La courtisane ne tint pas contre cette chevaleresque boutade du colonel ; aussi lui répondit-elle, en lui tendant ses deux petites mains, qu’il pressa vivement dans les siennes :

– Allons, je suis vaincue. Touchez là ; on ne fait ni plus brusquement ni plus galamment les choses. Seulement je ne puis rester dans cette toilette de carnaval.

La coquette fille, en se dépouillant complètement de sa fourrure, se fit voir dans toute la richesse de sa luxuriante beauté.

– J’ai prévu cela, répondit le colonel en se relevant, complètement ébloui ; vous avez là – il lui indiquait une cabine dont la porte était entr’ouverte – tout ce qu’il vous faut. S’il vous manque quelque chose, nous pourrons envoyer demain un de mes gens à New-York.

– Décidément vous êtes charmant, répondit la jeune femme avec son plus gracieux sourire.
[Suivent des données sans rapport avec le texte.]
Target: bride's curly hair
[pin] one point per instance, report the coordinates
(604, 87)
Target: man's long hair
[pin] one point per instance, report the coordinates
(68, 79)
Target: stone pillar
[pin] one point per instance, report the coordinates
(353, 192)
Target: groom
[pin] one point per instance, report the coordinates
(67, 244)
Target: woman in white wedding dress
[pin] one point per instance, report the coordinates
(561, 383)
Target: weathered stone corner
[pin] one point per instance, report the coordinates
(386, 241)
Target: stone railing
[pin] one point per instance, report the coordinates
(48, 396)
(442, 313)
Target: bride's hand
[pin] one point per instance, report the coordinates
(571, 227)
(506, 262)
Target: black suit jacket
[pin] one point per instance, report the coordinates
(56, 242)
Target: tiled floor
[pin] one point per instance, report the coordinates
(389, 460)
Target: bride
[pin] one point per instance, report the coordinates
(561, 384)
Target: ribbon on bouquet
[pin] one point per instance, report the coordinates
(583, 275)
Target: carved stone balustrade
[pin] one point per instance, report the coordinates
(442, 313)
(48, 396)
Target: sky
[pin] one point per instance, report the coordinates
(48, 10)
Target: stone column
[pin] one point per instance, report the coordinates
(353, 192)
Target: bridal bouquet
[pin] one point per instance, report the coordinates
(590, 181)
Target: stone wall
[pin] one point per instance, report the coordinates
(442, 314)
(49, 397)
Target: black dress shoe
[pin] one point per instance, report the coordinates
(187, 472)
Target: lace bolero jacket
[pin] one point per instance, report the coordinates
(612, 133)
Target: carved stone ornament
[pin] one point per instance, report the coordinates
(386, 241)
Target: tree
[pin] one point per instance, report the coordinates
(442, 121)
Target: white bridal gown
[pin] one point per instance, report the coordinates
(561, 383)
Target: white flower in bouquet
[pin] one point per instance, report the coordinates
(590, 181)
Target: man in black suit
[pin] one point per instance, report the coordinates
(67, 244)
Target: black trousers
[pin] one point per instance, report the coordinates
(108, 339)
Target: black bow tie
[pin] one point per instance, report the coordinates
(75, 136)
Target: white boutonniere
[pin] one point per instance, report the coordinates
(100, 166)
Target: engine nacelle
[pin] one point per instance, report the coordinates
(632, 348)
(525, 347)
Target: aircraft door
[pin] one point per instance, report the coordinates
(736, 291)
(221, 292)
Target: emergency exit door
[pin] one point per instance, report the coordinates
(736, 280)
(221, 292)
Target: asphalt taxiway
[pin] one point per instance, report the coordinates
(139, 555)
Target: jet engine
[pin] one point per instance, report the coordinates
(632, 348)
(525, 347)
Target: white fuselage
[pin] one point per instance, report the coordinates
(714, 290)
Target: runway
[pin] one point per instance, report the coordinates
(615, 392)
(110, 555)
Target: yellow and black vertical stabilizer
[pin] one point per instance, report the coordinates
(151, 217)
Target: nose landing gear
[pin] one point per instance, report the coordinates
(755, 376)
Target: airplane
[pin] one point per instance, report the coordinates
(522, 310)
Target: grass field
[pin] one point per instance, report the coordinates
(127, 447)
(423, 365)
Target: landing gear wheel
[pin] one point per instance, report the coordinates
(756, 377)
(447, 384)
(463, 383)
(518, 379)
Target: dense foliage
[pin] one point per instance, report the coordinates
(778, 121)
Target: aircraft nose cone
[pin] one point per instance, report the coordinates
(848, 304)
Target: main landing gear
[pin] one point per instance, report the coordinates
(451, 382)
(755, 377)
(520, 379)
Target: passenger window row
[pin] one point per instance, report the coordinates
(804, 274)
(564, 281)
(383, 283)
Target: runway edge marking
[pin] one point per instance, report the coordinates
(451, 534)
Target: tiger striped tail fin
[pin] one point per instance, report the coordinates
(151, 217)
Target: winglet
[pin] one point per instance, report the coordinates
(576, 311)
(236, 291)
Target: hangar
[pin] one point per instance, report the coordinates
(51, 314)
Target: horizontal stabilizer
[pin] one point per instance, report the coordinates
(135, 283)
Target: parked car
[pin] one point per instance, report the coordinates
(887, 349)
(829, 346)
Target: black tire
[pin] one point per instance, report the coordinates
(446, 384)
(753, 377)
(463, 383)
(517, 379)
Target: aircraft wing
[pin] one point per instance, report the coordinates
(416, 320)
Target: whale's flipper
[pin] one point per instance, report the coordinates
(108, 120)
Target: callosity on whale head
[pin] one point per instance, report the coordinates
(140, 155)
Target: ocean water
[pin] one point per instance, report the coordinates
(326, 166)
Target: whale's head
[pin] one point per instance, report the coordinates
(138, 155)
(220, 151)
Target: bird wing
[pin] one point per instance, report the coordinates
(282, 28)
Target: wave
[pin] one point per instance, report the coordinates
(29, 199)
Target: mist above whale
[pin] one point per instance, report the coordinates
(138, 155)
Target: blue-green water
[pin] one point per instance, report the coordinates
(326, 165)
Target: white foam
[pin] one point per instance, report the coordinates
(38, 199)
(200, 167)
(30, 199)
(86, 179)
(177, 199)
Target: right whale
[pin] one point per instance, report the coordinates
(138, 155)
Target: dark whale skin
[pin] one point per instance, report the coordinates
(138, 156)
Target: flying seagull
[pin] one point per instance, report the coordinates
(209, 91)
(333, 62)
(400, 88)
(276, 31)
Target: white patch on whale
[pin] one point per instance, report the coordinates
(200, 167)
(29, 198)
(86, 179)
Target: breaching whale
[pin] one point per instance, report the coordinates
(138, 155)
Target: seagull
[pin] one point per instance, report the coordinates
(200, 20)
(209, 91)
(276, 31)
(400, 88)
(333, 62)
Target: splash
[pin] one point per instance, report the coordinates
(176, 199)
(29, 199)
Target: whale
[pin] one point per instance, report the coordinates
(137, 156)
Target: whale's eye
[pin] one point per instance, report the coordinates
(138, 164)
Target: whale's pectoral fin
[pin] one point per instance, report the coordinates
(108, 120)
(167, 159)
À tout à l’heure !

– Moi, en vous attendant, je vais donner l’ordre qu’on nous serve à souper. Vous devez mourir de faim.

– Ma foi, oui ! Vous n’oubliez rien.

Et la charmeuse disparut dans la cabine voisine, mais non sans s’être laissé prendre un baiser au passage.

Moins d’un quart d’heure plus tard, elle revenait enveloppée dans une ravissante robe de chambre de soie bleue ; les deux amoureux prenaient place l’un près de l’autre à une table délicatement servie, et le colonel Forster, follement épris, préludait à son repas de fiançailles par un toast passionné à la beauté de sa passagère.

Le yacht filait à toute vapeur vers la grande rade, et pendant ce temps-là le malheureux Saunders, qui avait réintégré son domicile légal et dépouillé son uniforme de highlander, se désespérait en se demandant ce que pouvait être devenue sa bien-aimée miss Ada Ricard.